If you have ever ordered a pneumoencephalogram, administered an aminophylline drip, cross-eyed stereo-viewed a cerebral angiogram, or used Tensilon to convert paroxysmal atrial tachycardia, then you are likely retired or in the retirement-contemplative stage. So it is with me. After 40 years in medicine it’s time to retire and also step down from my 10-year membership on the BCMJ Editorial Board, which of all the committees I’ve served on has been my favorite.
The membership of the Editorial Board is composed of a diverse group of talented physicians and staff who, while not always like-minded, have always been able to achieve consensus on which articles would be of value and interest to BC physicians. The fact that the BCMJ is celebrating its 60th anniversary is a testament to its continued popularity.
It is always interesting to reflect on one’s past view of the future, versus today’s reality. For instance, I never saw the coming of plastic water bottles, Starbucks coffee, yoga, or that being tattoo-positive did not equate with being MSP-negative. I’ve always believed that patient autonomy and self-determination would extend to the end of life, and am relieved that medical assistance in dying has finally been decriminalized. I never saw the value of medical marijuana, but never saw the harm in decriminalizing marijuana, even if I don’t like the smell of a skunk. For many decades my dream was to have a fully functional integrated EMR complete with lab and diagnostic imaging results, patient scheduling, data tracking, and prescribing software. Many years and dollars later I came to sympathize with the builders of the Tower of Babel. I’m hopeful for the day that all physicians can truly say that their EMR has resulted in delivery of safer and more efficient care.
If I may also reflect on the future of medicine, I see it as promising, exciting, and somewhat daunting, particularly with regard to technological changes that will challenge most physicians’ ability to remain current. Advances in laboratory medicine, genetics, diagnostic imaging, and informatics are staggering, but in all its marvels we must remember that technology is our servant, not our master. We serve our patients, not our computers. No technology will ever replace our care.
There are also political, economic, and societal pressures that will change the way we practise medicine. For instance, our role in being accountable to only our own patients is increasingly being challenged. We must be cognizant of the provincial government’s frustration that despite huge financial expenditures there is a perception that collectively we sit on the sidelines while patients are unable to access timely medical care.
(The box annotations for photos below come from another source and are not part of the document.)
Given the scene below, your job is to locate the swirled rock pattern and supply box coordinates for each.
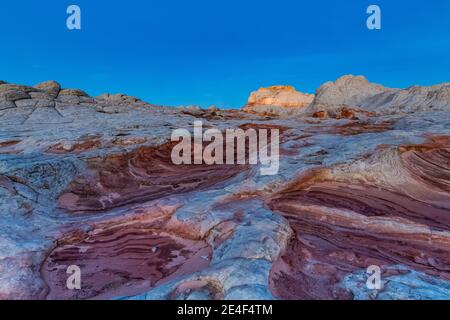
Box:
[0,76,450,299]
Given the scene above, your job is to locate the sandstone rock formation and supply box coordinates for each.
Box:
[0,77,450,299]
[305,75,450,117]
[244,86,314,116]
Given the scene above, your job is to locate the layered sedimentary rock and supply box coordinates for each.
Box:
[306,75,450,117]
[0,76,450,299]
[243,86,314,116]
[269,136,450,299]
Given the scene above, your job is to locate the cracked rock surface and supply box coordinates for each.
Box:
[0,76,450,299]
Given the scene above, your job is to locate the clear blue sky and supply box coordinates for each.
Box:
[0,0,450,107]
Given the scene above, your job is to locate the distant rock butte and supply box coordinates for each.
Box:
[304,75,450,118]
[244,86,314,115]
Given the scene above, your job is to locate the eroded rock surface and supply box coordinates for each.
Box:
[243,86,314,116]
[0,76,450,299]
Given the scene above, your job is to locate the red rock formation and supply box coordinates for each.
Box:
[59,143,243,212]
[41,210,211,299]
[269,137,450,299]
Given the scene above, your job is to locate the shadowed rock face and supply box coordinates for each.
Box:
[0,76,450,299]
[269,137,450,299]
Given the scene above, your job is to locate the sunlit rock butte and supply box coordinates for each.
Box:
[244,86,314,116]
[0,76,450,299]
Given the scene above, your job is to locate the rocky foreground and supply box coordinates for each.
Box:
[0,76,450,299]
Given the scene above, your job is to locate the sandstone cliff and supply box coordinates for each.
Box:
[243,86,314,115]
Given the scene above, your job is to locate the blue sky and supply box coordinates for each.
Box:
[0,0,450,108]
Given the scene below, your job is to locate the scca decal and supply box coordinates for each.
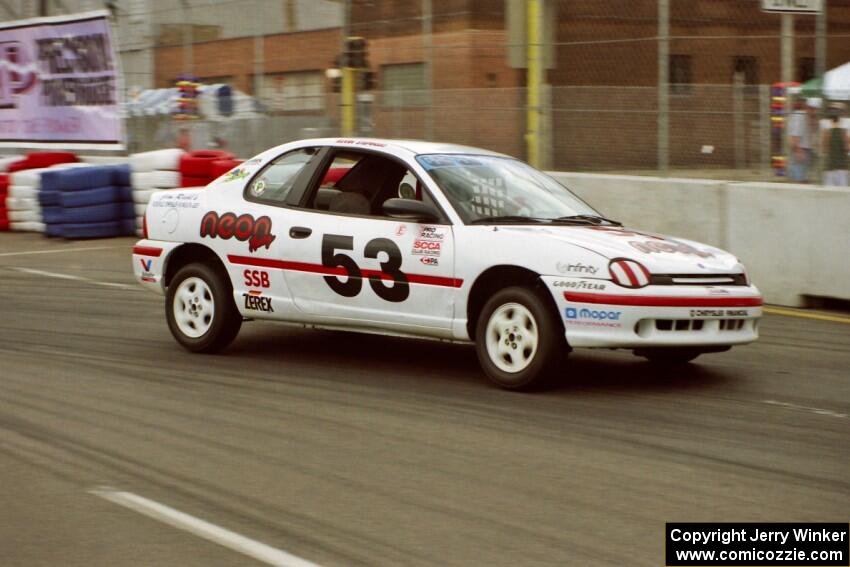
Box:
[201,211,277,252]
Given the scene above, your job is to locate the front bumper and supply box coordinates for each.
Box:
[542,276,762,348]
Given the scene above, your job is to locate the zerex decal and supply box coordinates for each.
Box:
[242,291,274,313]
[201,211,277,252]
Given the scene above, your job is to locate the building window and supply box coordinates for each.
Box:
[381,63,428,106]
[797,57,815,83]
[669,55,691,94]
[732,55,759,85]
[254,71,325,112]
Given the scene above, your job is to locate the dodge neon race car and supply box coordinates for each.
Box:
[133,139,762,388]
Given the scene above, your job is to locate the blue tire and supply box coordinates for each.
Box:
[62,221,121,240]
[44,223,65,238]
[60,186,121,208]
[41,165,115,191]
[41,207,63,225]
[62,203,122,224]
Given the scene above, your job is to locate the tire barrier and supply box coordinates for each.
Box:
[130,149,185,236]
[180,150,235,187]
[39,164,136,239]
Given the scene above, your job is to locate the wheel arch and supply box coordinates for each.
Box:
[466,264,563,339]
[163,242,232,288]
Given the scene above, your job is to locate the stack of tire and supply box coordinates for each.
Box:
[180,150,234,187]
[130,149,184,236]
[5,152,77,232]
[39,164,136,240]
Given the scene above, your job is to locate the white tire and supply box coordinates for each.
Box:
[8,209,41,222]
[133,188,157,205]
[9,185,38,200]
[130,148,183,171]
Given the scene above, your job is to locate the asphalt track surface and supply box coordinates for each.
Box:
[0,234,850,566]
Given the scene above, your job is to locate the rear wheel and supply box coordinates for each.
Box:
[165,263,242,352]
[475,287,568,390]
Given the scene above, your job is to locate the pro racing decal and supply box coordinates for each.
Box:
[201,211,277,252]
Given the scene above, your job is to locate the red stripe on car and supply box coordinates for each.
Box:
[227,255,463,288]
[133,246,162,258]
[564,291,764,307]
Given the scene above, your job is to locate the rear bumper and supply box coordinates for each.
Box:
[542,277,762,348]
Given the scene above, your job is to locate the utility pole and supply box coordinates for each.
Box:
[525,0,545,167]
[658,0,670,177]
[340,0,356,137]
[254,0,265,102]
[422,0,434,140]
[180,0,194,75]
[815,2,828,81]
[782,14,794,160]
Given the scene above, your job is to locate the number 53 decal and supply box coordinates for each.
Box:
[322,234,410,303]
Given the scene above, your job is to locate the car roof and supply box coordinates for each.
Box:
[290,136,511,157]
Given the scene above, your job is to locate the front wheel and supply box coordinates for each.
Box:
[165,264,242,352]
[475,287,568,390]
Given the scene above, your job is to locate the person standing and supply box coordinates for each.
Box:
[788,99,820,183]
[821,111,850,187]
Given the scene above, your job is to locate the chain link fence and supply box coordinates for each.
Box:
[101,0,850,180]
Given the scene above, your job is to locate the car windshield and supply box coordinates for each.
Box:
[416,154,610,224]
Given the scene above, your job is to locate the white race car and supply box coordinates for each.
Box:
[133,138,762,389]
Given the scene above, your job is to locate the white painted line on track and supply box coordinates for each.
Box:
[11,266,141,289]
[0,246,127,257]
[89,487,319,567]
[763,400,848,418]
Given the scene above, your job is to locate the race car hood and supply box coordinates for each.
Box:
[499,226,744,274]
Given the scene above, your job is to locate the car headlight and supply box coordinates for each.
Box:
[608,258,652,289]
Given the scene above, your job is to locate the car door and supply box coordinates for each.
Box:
[281,150,459,336]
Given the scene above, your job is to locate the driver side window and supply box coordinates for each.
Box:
[246,148,318,205]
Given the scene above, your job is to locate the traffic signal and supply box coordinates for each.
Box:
[345,37,369,69]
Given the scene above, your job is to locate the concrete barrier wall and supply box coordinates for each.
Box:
[550,172,850,306]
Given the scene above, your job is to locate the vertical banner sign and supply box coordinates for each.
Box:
[0,11,124,150]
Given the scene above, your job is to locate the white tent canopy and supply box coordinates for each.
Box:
[124,84,262,120]
[823,63,850,100]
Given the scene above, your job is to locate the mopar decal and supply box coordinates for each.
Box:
[201,211,277,252]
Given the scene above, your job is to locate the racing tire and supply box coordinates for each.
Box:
[475,287,569,390]
[638,348,702,366]
[165,263,242,353]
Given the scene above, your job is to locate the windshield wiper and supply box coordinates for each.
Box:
[469,215,551,224]
[552,215,623,226]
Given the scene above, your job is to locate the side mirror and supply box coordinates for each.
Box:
[383,199,440,222]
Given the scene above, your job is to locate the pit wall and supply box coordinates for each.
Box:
[549,172,850,307]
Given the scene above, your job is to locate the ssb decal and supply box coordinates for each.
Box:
[411,240,443,256]
[242,290,274,313]
[201,211,277,252]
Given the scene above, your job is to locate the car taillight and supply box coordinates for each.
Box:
[608,258,651,288]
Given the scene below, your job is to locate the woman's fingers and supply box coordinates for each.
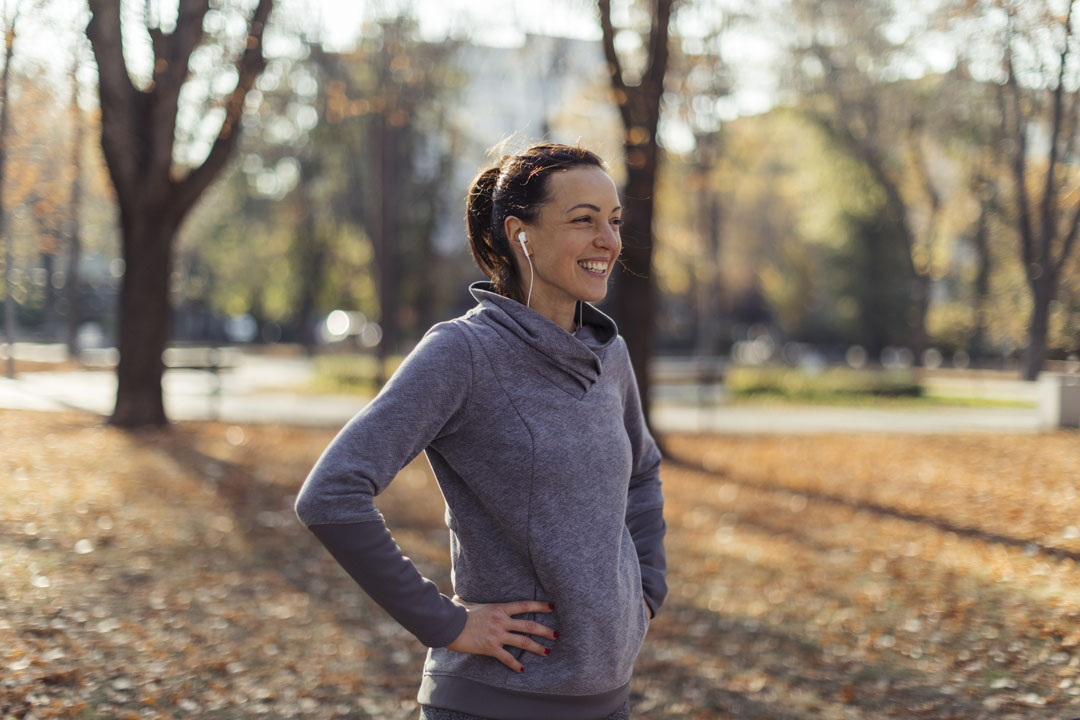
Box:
[507,620,558,640]
[499,600,555,615]
[505,633,551,655]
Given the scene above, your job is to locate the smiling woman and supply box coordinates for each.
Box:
[296,144,667,720]
[469,144,622,331]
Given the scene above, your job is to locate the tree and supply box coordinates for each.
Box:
[0,4,18,378]
[65,47,85,357]
[86,0,273,427]
[980,0,1080,380]
[597,0,675,423]
[786,0,941,357]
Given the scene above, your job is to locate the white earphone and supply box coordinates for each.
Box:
[517,232,532,308]
[517,231,584,327]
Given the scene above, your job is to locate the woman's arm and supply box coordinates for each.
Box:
[620,338,667,617]
[296,324,472,647]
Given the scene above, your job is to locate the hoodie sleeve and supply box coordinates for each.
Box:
[619,338,667,617]
[296,323,472,648]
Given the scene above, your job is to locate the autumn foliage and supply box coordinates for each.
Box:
[0,411,1080,720]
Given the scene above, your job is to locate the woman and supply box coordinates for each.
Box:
[296,144,666,720]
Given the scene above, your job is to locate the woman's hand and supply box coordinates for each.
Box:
[446,595,558,673]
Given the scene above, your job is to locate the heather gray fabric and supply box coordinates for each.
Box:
[420,699,630,720]
[296,283,666,720]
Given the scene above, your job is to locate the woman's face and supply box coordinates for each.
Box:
[510,166,622,308]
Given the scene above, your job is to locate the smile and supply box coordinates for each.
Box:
[578,260,608,277]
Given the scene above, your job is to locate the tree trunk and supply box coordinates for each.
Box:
[1024,272,1057,380]
[597,0,674,434]
[109,212,179,427]
[86,0,273,427]
[0,18,18,378]
[64,51,85,358]
[296,184,326,356]
[968,206,990,361]
[612,152,658,424]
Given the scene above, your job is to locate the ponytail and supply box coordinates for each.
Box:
[465,161,516,295]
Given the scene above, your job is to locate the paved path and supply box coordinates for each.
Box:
[0,355,1043,434]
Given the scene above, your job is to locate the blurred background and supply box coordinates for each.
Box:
[0,0,1080,425]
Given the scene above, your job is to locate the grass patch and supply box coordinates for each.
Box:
[726,391,1038,410]
[308,355,404,395]
[724,367,923,403]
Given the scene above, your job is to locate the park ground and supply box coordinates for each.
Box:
[0,410,1080,720]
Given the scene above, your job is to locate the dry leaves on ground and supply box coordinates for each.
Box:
[0,411,1080,720]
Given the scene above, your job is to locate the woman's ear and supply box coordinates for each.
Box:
[502,215,528,253]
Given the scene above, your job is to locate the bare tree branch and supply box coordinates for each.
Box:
[86,0,145,197]
[176,0,273,213]
[596,0,633,127]
[639,0,674,96]
[999,18,1035,273]
[1039,2,1072,264]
In Quebec this has resulted in draconian incursions into physician autonomy by the introduction of Bill 130, which includes physicians having to guarantee availability of service. While in BC we may feel that we are doing enough by collaborating with government on initiatives such as the General Practice Services and Specialist Services committees, there are many poorly accessible services. We must vigorously promote and publicize our collaborative engagements, and barriers when they exist, “in matters relating to public health, health education, environmental protection, legislation, function, and improvement of health services.”
Just as I never envisioned retiring from medicine, someday, if you are lucky, that day will arrive for you. It might seem far away for some, but it’s not. Plan for it just as diligently as you planned your career. Ask yourself, aside from medicine, what gives you the joy, excitement, and purpose that will fuel your retirement years.
I have been very privileged to have been part of this Editorial Board. Thank you.
1. Canadian Medical Association. CMA code of ethics (2004): 42. Responsibilities to society. Accessed 19 March 2018. www.cma.ca/En/Pages/code-of-ethics.aspx.